Like the recently concluded Trans Pacific Partnership (TPP) between 12 nations of the Pacific Rim (including the US), Mr Watkins explained, TTIP offers huge opportunities for increased trade between the signatories along with other advantages that include lower administrative costs associated with future trade. Both the partnerships build on the work of the World Trade Organisation, which has been opening up trade across the globe for two decades.

TTIP will cover the free movement of goods and services as well as public procurement between the US and the EU. It has three aims at its core: to facilitate trade by removing unnecessary barriers to trade; to make the systems of the two parties more compatible without lowering existing standards of regulatory protection and to equalise technical barriers to trade.

In order to get a deal, EU governments gave the mandate to negotiate the Partnership with the US, and the resulting negotiations started in July 2013. TTIP covers 24 ‘chapters’ in three sections – market access, regulatory cooperation and the rules.

Ten rounds of negotiations have taken place in the meantime, and regulatory co-operation has emerged among the contentious issues.
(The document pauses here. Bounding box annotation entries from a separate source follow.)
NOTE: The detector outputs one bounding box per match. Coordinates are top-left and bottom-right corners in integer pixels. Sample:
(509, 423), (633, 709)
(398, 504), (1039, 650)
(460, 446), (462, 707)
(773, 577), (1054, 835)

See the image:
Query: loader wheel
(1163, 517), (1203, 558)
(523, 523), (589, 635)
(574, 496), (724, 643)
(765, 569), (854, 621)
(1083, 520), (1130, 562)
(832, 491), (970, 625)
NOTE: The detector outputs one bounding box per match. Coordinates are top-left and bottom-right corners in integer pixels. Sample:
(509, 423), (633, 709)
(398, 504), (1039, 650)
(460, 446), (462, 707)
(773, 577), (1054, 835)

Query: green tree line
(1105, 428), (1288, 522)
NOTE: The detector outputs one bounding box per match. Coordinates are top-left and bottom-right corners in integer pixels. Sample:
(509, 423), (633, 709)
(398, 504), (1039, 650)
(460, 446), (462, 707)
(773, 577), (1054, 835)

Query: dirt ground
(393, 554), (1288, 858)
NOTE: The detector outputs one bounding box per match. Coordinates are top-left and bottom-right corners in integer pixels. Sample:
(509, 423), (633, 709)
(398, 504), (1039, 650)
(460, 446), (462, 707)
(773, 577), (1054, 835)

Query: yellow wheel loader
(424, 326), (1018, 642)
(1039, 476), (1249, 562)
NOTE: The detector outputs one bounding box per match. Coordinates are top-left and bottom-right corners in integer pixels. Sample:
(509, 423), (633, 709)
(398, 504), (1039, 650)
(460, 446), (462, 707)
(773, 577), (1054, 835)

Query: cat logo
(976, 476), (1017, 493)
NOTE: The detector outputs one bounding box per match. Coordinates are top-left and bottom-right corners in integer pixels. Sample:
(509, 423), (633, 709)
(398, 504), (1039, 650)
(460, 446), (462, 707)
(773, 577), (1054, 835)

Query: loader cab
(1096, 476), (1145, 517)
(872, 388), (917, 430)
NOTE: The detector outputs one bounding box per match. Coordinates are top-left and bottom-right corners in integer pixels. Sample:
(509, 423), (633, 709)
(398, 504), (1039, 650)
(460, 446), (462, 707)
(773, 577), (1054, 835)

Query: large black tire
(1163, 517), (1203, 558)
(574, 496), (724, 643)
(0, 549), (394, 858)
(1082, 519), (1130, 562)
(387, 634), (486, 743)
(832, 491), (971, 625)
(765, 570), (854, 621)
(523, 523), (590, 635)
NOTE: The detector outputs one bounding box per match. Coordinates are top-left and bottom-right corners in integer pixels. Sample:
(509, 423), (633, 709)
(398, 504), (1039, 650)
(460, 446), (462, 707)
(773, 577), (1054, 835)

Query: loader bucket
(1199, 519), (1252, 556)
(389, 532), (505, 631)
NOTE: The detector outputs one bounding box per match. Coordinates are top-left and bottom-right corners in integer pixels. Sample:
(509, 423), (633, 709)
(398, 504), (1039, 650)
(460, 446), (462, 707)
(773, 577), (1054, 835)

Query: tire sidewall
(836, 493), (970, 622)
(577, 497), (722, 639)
On technical barriers to trade, Mr Watkins cited food labelling and health claims for food item as among the most challenging areas.

Included in the category of ‘food safety and animal and plant health’ are genetically modified organisms (GMOs), hormone-treated beef and the use of pathogen reduction treatments in the slaughterhouse.

These topics illicit strong emotions on both sides of the negotiations as well as among the general public but they arise from differences in interpretation rather than serious disagreement over their aims, he asserted.

There is still much detail to be agreed and the target date for completion of the end of 2015 is likely to be missed, Mr Watkins said. When agreement is reached, the final decision has to be agreed by all 28 EU governments, the European Parliament and the US government.